依頼されて山田耕筰の《曼珠沙華》(読みは「ひがんばな」)の伴奏をすることになっています。山田耕筰の歌曲の中では有名な曲の一つですから、もちろん曲の存在は知っていますし、大学1年生の時にアンサンブルの授業で譜読みだけした記憶があります。
そして今回パッと読み直してみたわけですが、自分の耳に残っている記憶と自分の弾いている音楽との間に何か違和感を覚えました。確かに和声は山田耕筰らしく捻ってあるものの、そこまで複雑な曲というわけではないはずです。じゃあこの違和感は何だ?
要因はすぐにわかりました。
この曲は跛行リズムを大きな特徴としています。付点のリズムと音符が逆になっているので、逆付点などとも呼ばれていますね。おそらくこの曲の場合は、よろめくような重い足取りを表すものでしょう。
ところが僕の耳に残っていたのは、この跛行リズムが「16分音符 + 付点8分音符」から「32分音符 + 複付点8分音符」に寄ってしまい、鋭い音型になってしまっている演奏の音源だったのです。

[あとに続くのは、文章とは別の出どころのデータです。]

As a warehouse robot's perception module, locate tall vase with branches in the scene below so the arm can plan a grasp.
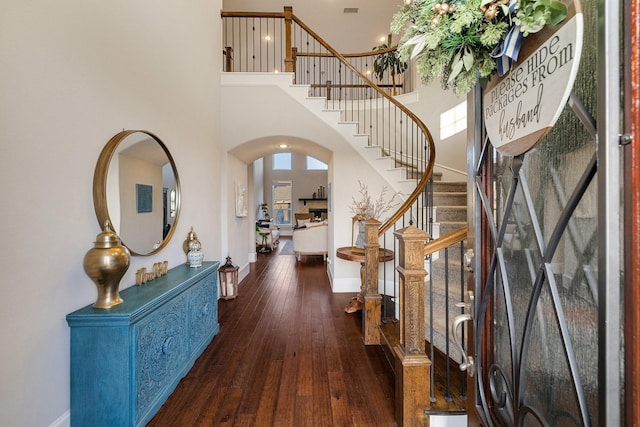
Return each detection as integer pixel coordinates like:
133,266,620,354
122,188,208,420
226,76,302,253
373,34,408,96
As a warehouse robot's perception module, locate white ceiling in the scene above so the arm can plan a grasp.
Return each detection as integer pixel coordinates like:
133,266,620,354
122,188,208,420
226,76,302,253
222,0,403,53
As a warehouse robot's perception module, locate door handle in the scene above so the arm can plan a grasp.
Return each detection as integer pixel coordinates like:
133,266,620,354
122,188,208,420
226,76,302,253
451,291,475,377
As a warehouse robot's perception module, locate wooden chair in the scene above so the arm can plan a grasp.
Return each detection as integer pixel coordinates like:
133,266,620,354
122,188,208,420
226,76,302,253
293,213,313,226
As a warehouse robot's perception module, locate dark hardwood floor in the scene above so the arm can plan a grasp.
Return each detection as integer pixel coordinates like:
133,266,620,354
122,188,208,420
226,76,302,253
149,239,394,427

確かにリズムが鋭い方が見得を切っているように聴こえてカッコいいのかもしれませんし、そのように鋭く演奏している音源を複数見かけるので、そのような暗黙の了解が共有されているという面もあるのかもしれません。
しかし楽譜を見ると、跛行リズムの16分音符の方にはテヌートも付けられています。暗黙の了解でリズムを鋭く演奏するという事例があったとしても、もしもそうであればさすがにテヌートを付けることは無いはずではないか…と考えています。さらには「>」のアーティキュレーションもあるわけで、これを音響上で実現するためには先の音がそんなに短いはずは無いとも思います。
これは想像ですが、山田耕筰的にはこの跛行リズムが鋭く演奏されてしまうことを予め懸念して、そうさせないためにわざわざテヌートを書き込んだ…という可能性もあるのではないかと考えました。他人の演奏を悪く言うつもりはありませんが、もしかすると跛行リズムが鋭くなってしまっている演奏は、山田耕筰が懸念した通りのものになってしまっているともかんがえられはしないかと思います。
この曲に限った話ではありませんが、日頃頻繁に演奏される曲はどうも音源の方が先に意識に上ってしまって、楽譜がその音源に寄せて脳内補完されてしまいそうになることがあるように感じます。自戒も込めて、既知の曲の楽譜を読み直すときには気を付けておきたいと思います。